Agama Sebagai Orang Tua
Ketika masih kanak-kanak manusia menjadikan orang tua sebagai tempat berlindung, mendapatkan rasa aman, kenyamanan, kehangatan, bombongan, ketenangan, kasih sayang, cinta, penghargaan dan sebagainya. Karena itu anak-anak percaya pada orang tua dan menjadi sumber acuan dan legitimasi anak dalam berperilaku. Sedangkan orang lain yang tidak sama dengan keluarga, kelompok atau sukunya otomatis dinilai salah atau buruk (pseudospesies). Disamping itu orang tua merupakan sesuatu yang Numinous baginya. Suatu perasaan bayi atau anak terhadap orang tua yang bersifat keramat, pandangannya, sentuhannya, senyuman, cara memanggil namanya, dll.
Jika anak mendapat masalah misalnya mengalami rasa takut atau rasa malu, orang tua dijadikan tempatnya berlindung. Ia bersembunyi di balik pakaian ibu atau dibelakang ayahnya. Saat anak tumbuh menjadi orang dewasa ia menciptakan sesuatu atau mencari sesuatu sebagai pelindung, mendapatkan rasa aman, singkatnya memenuhi kebutuhan fisiologis dan psikologisnya. Apabila adanya ancaman atau permasalahan hidup yang muncul seorang anak yang menjadi dewasa merasa rasa malu atau tabu kalau orang tua dijadikan tempat ia berlindung. Oleh karena itu manusia menjadikan agama sebagai tempat ia berlindung atau memenuhi kebutuhannya. Karena di dalam agama terdapat suatu yang transenden yaitu Tuhan. Tuhan seolah-olah dijadikannya sebagai pengganti orang tuanya melalui tokoh-tokoh agama atau pejabat dalam agama. Ketergantungannya pada orang tua dikompensasikan pada agama.

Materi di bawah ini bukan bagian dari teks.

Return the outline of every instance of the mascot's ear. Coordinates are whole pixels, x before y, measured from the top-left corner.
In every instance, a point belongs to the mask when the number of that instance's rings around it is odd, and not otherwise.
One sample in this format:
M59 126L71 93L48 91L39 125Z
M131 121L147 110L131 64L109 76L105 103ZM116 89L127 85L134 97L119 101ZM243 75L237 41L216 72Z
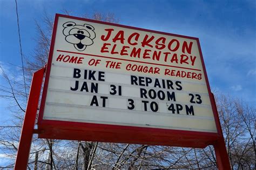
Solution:
M76 23L73 22L68 22L63 24L63 27L66 28L76 25Z
M87 29L89 30L94 30L94 27L89 24L84 24L84 26L86 27Z

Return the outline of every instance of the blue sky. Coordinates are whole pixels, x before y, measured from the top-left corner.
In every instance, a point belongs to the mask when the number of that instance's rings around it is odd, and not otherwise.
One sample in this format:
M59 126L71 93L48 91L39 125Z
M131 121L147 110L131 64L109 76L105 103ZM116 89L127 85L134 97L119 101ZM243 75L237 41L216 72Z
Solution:
M212 90L256 104L256 1L17 0L22 50L32 56L35 21L65 9L75 16L112 12L120 24L199 38ZM0 65L21 66L15 0L0 1ZM17 77L16 78L21 78ZM2 77L0 84L6 85ZM11 118L0 98L0 124ZM1 148L1 146L0 146ZM0 165L7 159L0 153Z
M32 56L35 21L65 9L81 16L112 12L120 24L199 38L212 90L255 105L255 1L18 0L23 53ZM0 65L11 74L21 65L15 1L0 1ZM14 66L13 65L14 65ZM4 85L2 78L1 85ZM0 99L2 123L8 102Z

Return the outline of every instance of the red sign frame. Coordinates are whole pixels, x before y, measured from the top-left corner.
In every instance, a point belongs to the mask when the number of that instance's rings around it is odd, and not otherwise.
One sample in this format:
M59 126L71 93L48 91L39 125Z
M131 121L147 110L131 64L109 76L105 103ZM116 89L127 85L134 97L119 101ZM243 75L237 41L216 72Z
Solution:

Pada serangkaian tahap perkembangan manusia baik secara fisiologis maupun psikologis akan mengalami tingka laku yang baru dan mengandung kecemasan serta frustasi dalam taraf tertentu. Apabila manusia tidak dapat mengatasinya maka akan terjadi fiksasi dan regresi. Hal itu menghalangi orang dewasa untuk berperilaku mandiri dan akan muncul perilaku infantil atau perilaku kekanak-kanakan. Fiksasi berarti mandek atau terhenti pada tahap perkembangan tertentu. Sedangkan regresi kembali ke tahap perkembangan lebih awal dimana anak mendapatkan tekanan yang berat atau traumatik. Orang dewasa ketika mendapatkan masalah dalam hidupnya misalnya: ekonomi, pekerjaan, kesehatan, keamanan dll. agama dijadikannya sebagai solusi. Misalnya dalam menanggapi isu tentang penerima penghargaan ada beragam tanggapan yang muncul pada sekelompok anak-anak. Anak no. 1 (selanjutnya hanya ditulis angka): " saya yang menang karena ketua kelas". 2: "Saya, saya setiap hari pimpin doa pagi dan membaca renungan". 3: "saya, nilai agama saya sangat baik". 4: "eh, saya yang menang, saya biasa pimpin gerak jalan. Bapak saya pensionan letnan. dari pada dia cuma tukang tibo dan jual bakasang". 5: "Saya yang menang, saya kapten. Kalau bermain bola saya jadi kapten". 6: Saya bisa panjat kelapa, saya yang menang". 7: Dia, ha.ha..ha.., Saya bisa menyanyi, suara saya bagus dan bisa main musik. 8: saya, saya biasa bantu guru pada saat mengurusi kalau ada yang sakit". 9: saya, saya biasa ikut guru membantu fakir miskin dan anak-anak terlantar, anak-anak yang sakit jantung dan Maag, kalau dikagetkan jadi lapar (kalu sekage lapar). 10: saya yang biasa batu guru urus koperasi sekolah. 11: Kamu, saya, saya yang tulis tatatertib sekolah dan mengawasi siapa yang bolos dan mencontek. Saya juga tau siapa anak yang lulus ujian karena menjawab soal hanya spekulasi (jaboting) kalau menjawab soal pilian ganda".
Padahal yang menjadi pemenang adalah orang lain yang berhasil menerapkan prinsip hukum Newton secara sederhana dan memiliki kecerdasan spiritual yang tinggi. Jadi agama sebagai orang tua dapat menjadi kompensasi atau sublimasi. Siapa yang tahu?